Source authority by data ownership : an approach to reliable data fusion

The era of Big Data, the World Wide Web and the new pervasive and interactive technologies have lead to an information ecosystem where a huge number of players provide their own information even about the same real world entities. When we want to integrate the data coming from such heterogeneous sources, besides the information volume another challenge consists in the impossibility, in most cases, to monitor the information procurement process of each source in order to exclude from the integration data that has been copied from another source which is already available. The Data Fusion phase of Data Integration has the main purpose of identify, within all this noisy data where sources provide conflicting or partial information, the true values that correspond to each data item. In the described context the Majority Voting approach used to select the most proposed values is ineffective, because of the frequent phenomenon of copying between sources, encouraged by the availability of the Web. Many state-of-the-art Data Fusion systems rely on the strategy of evaluating sources’ trustworthiness in terms of the veracity of the values they propose and vice-versa using an iterative approach to reach a convergence of these measures. These systems are demonstrated to be very effective but lack scalability, so that efficiency in the face of large quantities of data is low. In this thesis we propose a new approach that aims at providing a more versatile algorithm which does not rely on an iterative process and thus is more agile and scalable. This algorithm can address the truth discovery task in both single-truth and multi-truth contexts by relying on the concept of "data ownership". Assuming that the real world owner of a given entity always provides the most reliable and copy-free information about it, we decided to focus on identifying the "owner source" (if any) and rely only on the information provided by it, differentiating our solution from the iterative approaches that apply a weighted voting on values based on their sources’ authorities. The experiments performed on both single-truth and multi-truth real world datasets highlight the fact that our solution is the most efficient in returning the proposed truth, showing similar, and in some cases higher, performances.

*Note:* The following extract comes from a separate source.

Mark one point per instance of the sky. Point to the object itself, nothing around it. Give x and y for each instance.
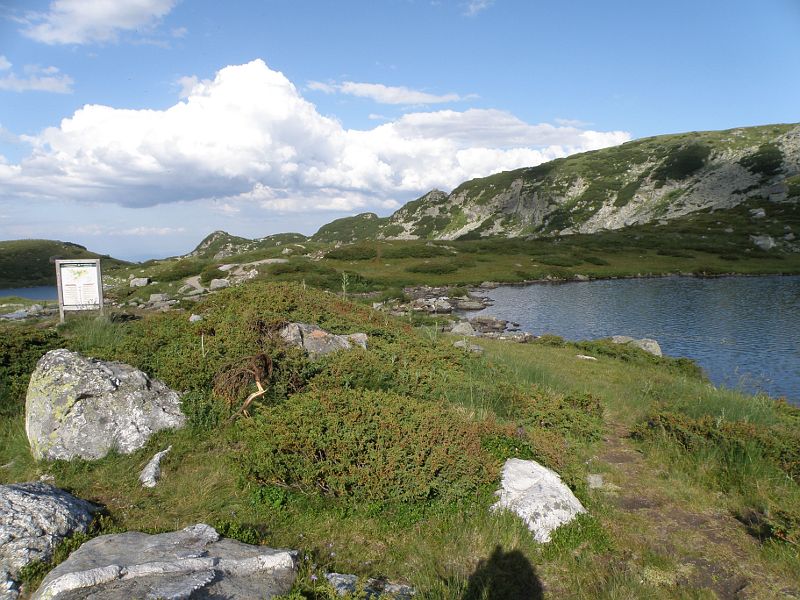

L’era dei Big Data, del World Wide Web e delle nuove tecnologie sempre più pervasive ed interattive ha portato alla creazione di un ecosistema informativo nel quale sono presenti un numero elevatissimo di sorgenti che forniscono informazioni, spesso anche per le stesse entità. Quando vogliamo integrare informazioni provenienti da sorgenti eterogenee, oltre ai problemi legati alla grande quantità di dati disponibile, si aggiunge l’impossibilità, nella maggior parte dei casi, di controllare il processo d’acquisizione delle informazioni da parte delle singole sorgenti, in modo da evitare di considerare nell’integrazione dati già disponibili che sono stati copiati da altre sorgenti. La fase della Data Fusion all’interno della Data Integration ha come scopo principale quello di identificare, tra tutte le sorgenti che forniscono informazioni contrastanti o parziali, i veri valori da attribuire a ogni oggetto. In questo contesto, selezionare come vero il valore più frequente è spesso inefficace, a causa dei frequenti fenomeni di copia tra le sorgenti. Molti sistemi di Data Fusion utilizzano una strategia basata sulla valutazione dell’affidabilità delle sorgenti, utilizzando un approccio iterativo per raggiungere una convergenza di queste misure. Questi sistemi si sono dimostrati molto efficaci, ma spesso non presentano la scalabilità per lavorare con grandi quantità di dati. In questa tesi proponiamo un nuovo approccio volto a fornire un algoritmo più versatile, non basato su un processo iterativo e quindi più veloce e scalabile. Il metodo presentato può essere utilizzato sia in contesti single-truth che in contesti multi-truth. Assumendo che il proprietario reale di una determinata entità è anche colui il quale fornisce l’informazione più affidabile e priva di copia, abbiamo deciso di concentrarci sull’identificazione di tale "sorgente proprietaria” (se presente) e di affidarci solo all’informazione da lei presentata, differenziando la nostra soluzione da quelle che sfruttano un approccio iterativo e che infine utilizzano una votazione pesata per determinare il valore vero da assegnare ad un determinato oggetto. Gli esperimenti effettuati, sia su dataset single-truth che multi-truth, evidenziano la maggiore efficienza della nostra soluzione, mostrando allo stesso tempo una simile, se non migliore, precisione.